Por Professora Francisca
Já passa da hora da sociedade valorizar os profissionais da educação, principalmente da educação pública que vem sendo atacada desde 2019 com a posse do ex-presidente – hoje preso – Jair Bolsonaro.
Os ataques seguem, mesmo com o presidente Lula à frente do Estado porque muitos governadores estaduais e muitos prefeitos desdenham da educação. Preferem cortar verbas da educação pública e trabalhar para entregá-la à inciativa privada, primeiramente entregando as gestões escolares, como vêm fazendo.

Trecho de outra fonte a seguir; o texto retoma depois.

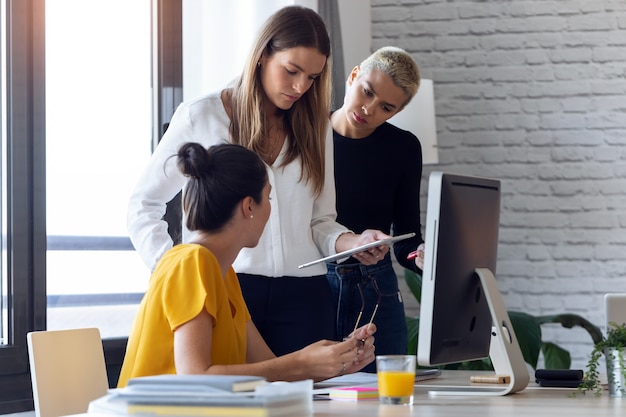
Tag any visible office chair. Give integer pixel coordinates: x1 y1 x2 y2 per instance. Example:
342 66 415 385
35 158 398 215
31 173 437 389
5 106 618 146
27 328 109 417
604 293 626 330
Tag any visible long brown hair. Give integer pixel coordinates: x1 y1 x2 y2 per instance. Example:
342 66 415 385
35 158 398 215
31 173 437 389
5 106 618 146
227 6 332 194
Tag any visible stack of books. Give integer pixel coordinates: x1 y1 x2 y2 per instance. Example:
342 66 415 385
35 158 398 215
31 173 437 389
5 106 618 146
89 375 313 417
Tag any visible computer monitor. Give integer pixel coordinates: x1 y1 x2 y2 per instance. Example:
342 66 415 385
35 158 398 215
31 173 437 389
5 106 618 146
417 171 529 395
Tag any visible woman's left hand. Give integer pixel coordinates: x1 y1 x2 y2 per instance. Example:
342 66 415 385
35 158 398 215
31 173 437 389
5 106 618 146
337 229 391 265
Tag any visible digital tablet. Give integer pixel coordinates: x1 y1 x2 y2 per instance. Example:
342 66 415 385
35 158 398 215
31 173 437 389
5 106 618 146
298 233 415 269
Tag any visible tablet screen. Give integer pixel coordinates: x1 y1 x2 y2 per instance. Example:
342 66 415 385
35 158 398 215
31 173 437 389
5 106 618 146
298 233 415 269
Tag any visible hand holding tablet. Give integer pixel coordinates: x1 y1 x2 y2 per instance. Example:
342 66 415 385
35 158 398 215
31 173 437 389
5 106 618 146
298 233 415 269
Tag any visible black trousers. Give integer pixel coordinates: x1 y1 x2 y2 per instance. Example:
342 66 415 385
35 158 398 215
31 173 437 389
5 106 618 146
237 273 337 356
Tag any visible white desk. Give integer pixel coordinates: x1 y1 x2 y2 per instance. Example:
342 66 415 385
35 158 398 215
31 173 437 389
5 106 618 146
313 371 626 417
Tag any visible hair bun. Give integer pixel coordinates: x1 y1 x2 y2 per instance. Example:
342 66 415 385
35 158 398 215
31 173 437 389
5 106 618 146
178 142 212 178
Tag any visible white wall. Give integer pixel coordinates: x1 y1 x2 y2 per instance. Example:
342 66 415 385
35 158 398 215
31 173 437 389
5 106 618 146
371 0 626 368
183 0 317 100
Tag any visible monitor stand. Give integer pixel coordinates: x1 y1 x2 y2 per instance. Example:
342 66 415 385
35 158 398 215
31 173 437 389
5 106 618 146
428 268 530 395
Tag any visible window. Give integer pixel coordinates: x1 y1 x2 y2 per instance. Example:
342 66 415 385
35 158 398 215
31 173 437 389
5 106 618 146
0 0 182 414
45 0 152 338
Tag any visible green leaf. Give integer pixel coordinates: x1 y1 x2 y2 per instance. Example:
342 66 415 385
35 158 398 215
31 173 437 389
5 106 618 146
541 342 572 369
508 311 541 369
535 314 603 344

Esse desprezo em discursos da extrema direita, somado à falta de investimentos com escolas sucateadas, sem estrutura, professoras e professores com salários indignos, estudantes desmotivados e a comunidade fora da vida escolar causam mais insegurança e violência contra esses profissionais porque são as professoras e os professores que podem trazer conhecimento e consciência crítica.
Conhecimento, ciência, cultura e educação são abominados pela extrema direita, que defende menos escolaridade para as pessoas mais pobres e assim mantê-las presas fáceis para o trabalho sem qualificação e os salários baixos.
Além disso, contamos com gestões autoritárias, como em São Paulo, e diversos outros estados, atuando pela destruição da educação pública para privilegiar somente os setores afortunados da sociedade e dessa forma manter os seus privilégios sem questionamentos.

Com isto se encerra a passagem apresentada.